No campo da metalinguagem nada exibicionista, vale registrar: além de dar a Cláudio Assis o papel de governador de Pernambuco, promovendo o amigo desbocado a posto de mando, Lírio presta homenagem a outro espírito inquieto – o baiano Edgard Navarro. O diretor de “SuperOutro” interpreta um quase-eremita, um homem que conhece os caminhos, e – de quebra – homenageia o “cinema peba”. Peba é um tipo de tatu. É também a sigla de Pernambuco-Bahia, territórios de dois dos mais férteis cinemas do país. E se fôra pouco, Lírio presta homenagem também ao cinema bucólico (pastoril) de Humberto Mauro. Em momento decisivo de “Acqua Movie”, é sob frondosa árvore que mãe e filho buscam o entendimento. Primeiro, nervosamente, de pé. Depois, sentados em grossa raiz, sob a intensa folhagem de árvore centenária. Foi sob generoso e semelhante arbusto, que o diretor de “Ganga Bruta” posou para a mais famosa de suas imagens. E, constatemos, o nome da cidade pernambucana é Rocha, como Glauber Rocha, ele mesmo um sertanejo-citadino de Vitória da Conquista.

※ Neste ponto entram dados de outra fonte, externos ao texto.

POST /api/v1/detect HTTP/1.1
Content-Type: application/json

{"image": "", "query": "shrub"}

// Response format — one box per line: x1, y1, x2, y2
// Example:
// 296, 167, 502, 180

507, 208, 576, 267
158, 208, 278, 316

Lírio é um bicho de cinema. Não que tais homenagens sejam necessárias à fruição de sua complexa viagem-mergulho nas contradições do Brasil. Mas lhe dão frescor (e, no caso de Cláudio Assis, humor). E, por fim, registre-se: concebido e realizado durante os anos Dilma e concluído em plena era Temer, o filme ganhou impressionante atualidade nessa trágica era Bolsonaro. A questão indígena, de imensa importância na narrativa, está na ordem do dia.
Acqua Movie
Brasil, 105 minutos, 2021
Direção: Lírio Ferreira
Roteiro: Lírio Ferreira, Marcelo Gomes e Paulo Caldas
Fotografia: Gustavo Hadba
Trilha sonora: Antônio Pinto
Elenco: Alessandra Negrini, Antonio Haddad, Aury Porto, Augusto Madeira, Marcélia Cartaxo, Zezita Mattos, Edgard Navarro, Guilherme Webber, Sérgio Mamberti, Cristiane Triceri e Cláudio Assis
FILMOGRAFIA
Lírio Ferreira (Recife, 01/03/1965)
1996 – “Baile Perfumado”, com Paulo Caldas
2005 – “Árido Movie”
2007 – “Cartola, Música para os Olhos”, com Hilton Lacerda
2009 – “O Homem que Engarrafava Nuvens”
2014 – “Sange Azul”
2021 – “Acqua Movie”
Curtas, séries e telefilmes:
1994 – “O Crime da Imagem” (curta)
1995 – “That’s a Lero-Lero”, com Amin Stepple (curta)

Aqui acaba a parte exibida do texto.